Bitcoin has shown remarkable resilience in the face of a potential downturn, surpassing $97,330 just an hour after the year’s final options expiry. Over $14.2 billion worth of Bitcoin options expired, with the danger of a substantial market correction below $85,000. Nevertheless, Bitcoin managed to remain steady, with data from the Cointelegraph Markets Pro indicating its robust price above the anticipated threat level.
Furthermore, Bitcoin is projected to potentially reach a high exceeding $110,000 in January, as it aligns with the global liquidity index. This comes amidst discussions anticipating further corrections.
On December 26, U.S. spot Bitcoin exchange-traded funds (ETFs) reversed a four-day negative trend, receiving a substantial $475 million in net inflows. These ETFs played a crucial role in Bitcoin’s surge throughout 2024, comprising approximately 75% of new investments and driving its price past $50,000 by mid-February.
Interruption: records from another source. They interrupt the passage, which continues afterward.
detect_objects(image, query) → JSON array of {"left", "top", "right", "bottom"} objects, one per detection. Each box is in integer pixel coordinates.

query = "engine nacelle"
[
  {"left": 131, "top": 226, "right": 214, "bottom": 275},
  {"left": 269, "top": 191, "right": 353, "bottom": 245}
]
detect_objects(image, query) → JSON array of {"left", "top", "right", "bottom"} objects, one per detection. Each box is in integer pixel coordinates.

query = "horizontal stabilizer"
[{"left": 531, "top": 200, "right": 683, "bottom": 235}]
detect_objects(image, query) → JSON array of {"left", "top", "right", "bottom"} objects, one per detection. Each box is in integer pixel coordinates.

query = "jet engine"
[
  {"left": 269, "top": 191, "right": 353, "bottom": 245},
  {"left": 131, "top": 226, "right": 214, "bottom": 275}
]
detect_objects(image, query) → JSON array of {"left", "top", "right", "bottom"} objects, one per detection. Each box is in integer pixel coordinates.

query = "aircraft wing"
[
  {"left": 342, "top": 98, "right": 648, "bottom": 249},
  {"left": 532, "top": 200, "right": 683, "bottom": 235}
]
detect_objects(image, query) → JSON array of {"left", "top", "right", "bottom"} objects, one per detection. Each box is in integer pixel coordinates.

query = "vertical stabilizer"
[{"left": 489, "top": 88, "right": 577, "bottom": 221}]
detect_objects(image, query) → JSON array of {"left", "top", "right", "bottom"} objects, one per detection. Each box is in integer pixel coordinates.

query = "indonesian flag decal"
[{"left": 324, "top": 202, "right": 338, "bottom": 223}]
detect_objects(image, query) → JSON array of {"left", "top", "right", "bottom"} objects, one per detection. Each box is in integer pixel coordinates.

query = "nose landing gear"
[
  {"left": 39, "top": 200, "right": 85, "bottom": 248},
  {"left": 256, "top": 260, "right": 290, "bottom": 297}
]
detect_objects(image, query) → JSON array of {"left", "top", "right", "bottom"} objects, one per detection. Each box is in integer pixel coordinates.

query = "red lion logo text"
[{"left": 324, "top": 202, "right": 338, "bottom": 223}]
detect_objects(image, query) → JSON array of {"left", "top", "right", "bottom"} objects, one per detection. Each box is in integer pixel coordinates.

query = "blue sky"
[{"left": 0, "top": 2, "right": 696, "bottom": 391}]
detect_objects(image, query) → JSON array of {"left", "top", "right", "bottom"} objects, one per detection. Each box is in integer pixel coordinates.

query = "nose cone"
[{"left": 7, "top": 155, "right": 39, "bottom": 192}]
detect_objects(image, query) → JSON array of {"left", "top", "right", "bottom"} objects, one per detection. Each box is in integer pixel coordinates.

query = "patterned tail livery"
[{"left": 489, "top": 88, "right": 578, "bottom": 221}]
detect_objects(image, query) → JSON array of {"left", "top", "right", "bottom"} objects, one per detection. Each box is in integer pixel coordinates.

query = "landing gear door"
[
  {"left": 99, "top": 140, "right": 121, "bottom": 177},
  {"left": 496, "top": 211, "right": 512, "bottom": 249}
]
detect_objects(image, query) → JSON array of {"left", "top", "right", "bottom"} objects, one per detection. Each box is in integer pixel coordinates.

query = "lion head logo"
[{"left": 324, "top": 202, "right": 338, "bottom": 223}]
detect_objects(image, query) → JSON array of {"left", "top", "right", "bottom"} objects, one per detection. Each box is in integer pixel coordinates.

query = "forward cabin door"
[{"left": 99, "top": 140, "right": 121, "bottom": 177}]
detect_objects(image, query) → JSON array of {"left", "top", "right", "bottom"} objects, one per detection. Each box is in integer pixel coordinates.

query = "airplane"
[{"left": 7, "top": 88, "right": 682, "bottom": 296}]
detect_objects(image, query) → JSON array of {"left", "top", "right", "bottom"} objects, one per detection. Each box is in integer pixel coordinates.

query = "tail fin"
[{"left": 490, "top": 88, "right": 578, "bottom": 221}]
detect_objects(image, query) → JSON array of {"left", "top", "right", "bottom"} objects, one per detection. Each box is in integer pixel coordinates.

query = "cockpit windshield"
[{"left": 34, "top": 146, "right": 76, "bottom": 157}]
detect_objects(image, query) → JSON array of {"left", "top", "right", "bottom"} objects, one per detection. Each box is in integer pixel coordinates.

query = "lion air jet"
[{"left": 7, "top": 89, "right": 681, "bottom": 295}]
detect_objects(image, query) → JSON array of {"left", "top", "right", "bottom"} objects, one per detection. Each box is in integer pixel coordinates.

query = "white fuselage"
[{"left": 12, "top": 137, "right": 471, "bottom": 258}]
As market activity resumes post-Christmas, analysts anticipate increased liquidity could propel Bitcoin’s value above $105,000. Experts remain optimistic about Bitcoin’s 2025 outlook, with predictions of a significant rally potentially reaching as high as $160,000, driven by favorable macroeconomic conditions and financial policies in the U.S.
Meanwhile, market observers highlight potential resistance around the $98,000 mark, with the possible liquidation of over $885 million in leveraged short positions if Bitcoin were to surpass this threshold. As institutional liquidity returns, especially in the form of ETF inflows, this might provide further upward momentum for Bitcoin.